叶芸与沛玉同船,沛玉见他疲惫,心疼地上前扶住了他:“你累不累?”
沛玉和叶芸呆的是雇来的画舫,船上只他兄弟,叶芸示意宝云和银环退下去后,立刻往床上一躺,抱怨道:“累死我了,你倒好,连去扶我一把也不肯,现在好了,我腰都断了。”
沛玉笑笑:“那你好好躺着,我替你捶捶背。”
叶芸急忙坐起,拒绝道:“不用,我还撑得住。”
沛玉上前就要给他捶背,他急急推开沛玉,用话岔了开去:“其实这清明扫墓真该摒弃了,宋朝高菊卿就曾有诗云:南北山头多墓田,清明祭扫如纷然,纸灰飞作白蝴蝶,泪血染成红杜鹃。

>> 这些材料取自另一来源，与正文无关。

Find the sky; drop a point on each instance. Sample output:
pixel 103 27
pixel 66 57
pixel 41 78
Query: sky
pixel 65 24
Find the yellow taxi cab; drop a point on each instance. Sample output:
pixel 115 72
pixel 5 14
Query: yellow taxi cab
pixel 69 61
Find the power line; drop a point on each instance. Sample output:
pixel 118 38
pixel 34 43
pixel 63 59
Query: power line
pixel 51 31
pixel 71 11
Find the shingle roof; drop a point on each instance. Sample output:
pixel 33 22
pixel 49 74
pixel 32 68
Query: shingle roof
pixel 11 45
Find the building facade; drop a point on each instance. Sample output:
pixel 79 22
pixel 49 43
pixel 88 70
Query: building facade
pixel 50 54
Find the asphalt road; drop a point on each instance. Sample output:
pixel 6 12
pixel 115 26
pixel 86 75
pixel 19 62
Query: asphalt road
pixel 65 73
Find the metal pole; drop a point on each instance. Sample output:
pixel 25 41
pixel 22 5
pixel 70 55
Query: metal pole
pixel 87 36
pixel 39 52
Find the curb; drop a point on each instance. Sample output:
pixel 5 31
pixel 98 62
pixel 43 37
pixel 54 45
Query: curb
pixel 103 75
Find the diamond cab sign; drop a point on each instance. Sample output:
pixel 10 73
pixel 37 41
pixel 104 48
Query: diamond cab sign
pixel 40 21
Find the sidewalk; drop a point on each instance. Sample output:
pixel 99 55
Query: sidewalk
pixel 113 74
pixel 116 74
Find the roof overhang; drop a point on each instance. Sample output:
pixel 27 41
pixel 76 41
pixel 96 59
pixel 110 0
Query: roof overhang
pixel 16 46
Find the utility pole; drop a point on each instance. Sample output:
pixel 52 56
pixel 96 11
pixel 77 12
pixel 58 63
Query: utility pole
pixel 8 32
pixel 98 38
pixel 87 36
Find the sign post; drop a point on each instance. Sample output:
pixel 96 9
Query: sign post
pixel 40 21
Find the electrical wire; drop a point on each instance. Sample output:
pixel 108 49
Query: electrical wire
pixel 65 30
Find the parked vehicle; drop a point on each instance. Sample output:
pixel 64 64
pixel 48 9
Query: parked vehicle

”
沛玉不等他说完就接道:“日落狐狸眠冢上,夜归儿女笑灯前,人生有酒须当醉,一滴何曾到九泉。”
叶芸白他一眼,改用昆山话说道:“就嫩顶顶有本事,啥葛才晓得,搿嫩上趟哪能勿晓得有百花生日?”
沛玉讪讪一笑,并不答他。叶芸这才继续以官话说道:“其实我也在想,众人清明祭扫的样子虽然十分哀切,只不过冢中枯骨却无知无觉,不会享受,倒不如自己先来个一醉解千愁,你看对不对?”
沛玉急忙摇头:“不好,给老千岁知道,会骂死你的。”
“好吧好吧,听你的,那我们只喝一点点,好不好?”叶芸妥协道。
沛玉点点头:“可船上没酒啊,要不,我去老千岁那边讨些酒来解解乏?”
叶芸立即赞同:“好啊,去玩玩也不错。”
沛玉反对道:“你不觉得累,还要去玩?我还是给你捶捶背吧。”
叶芸见他坚持要替他捶背,赶紧溜出舱外,口中只道:“我去叫船。”
沛玉真有点想不通了,瞧他如此疲惫,却还不肯好好休息,耳听得银环在船头问:“三少爷有事需要奴婢做吗?”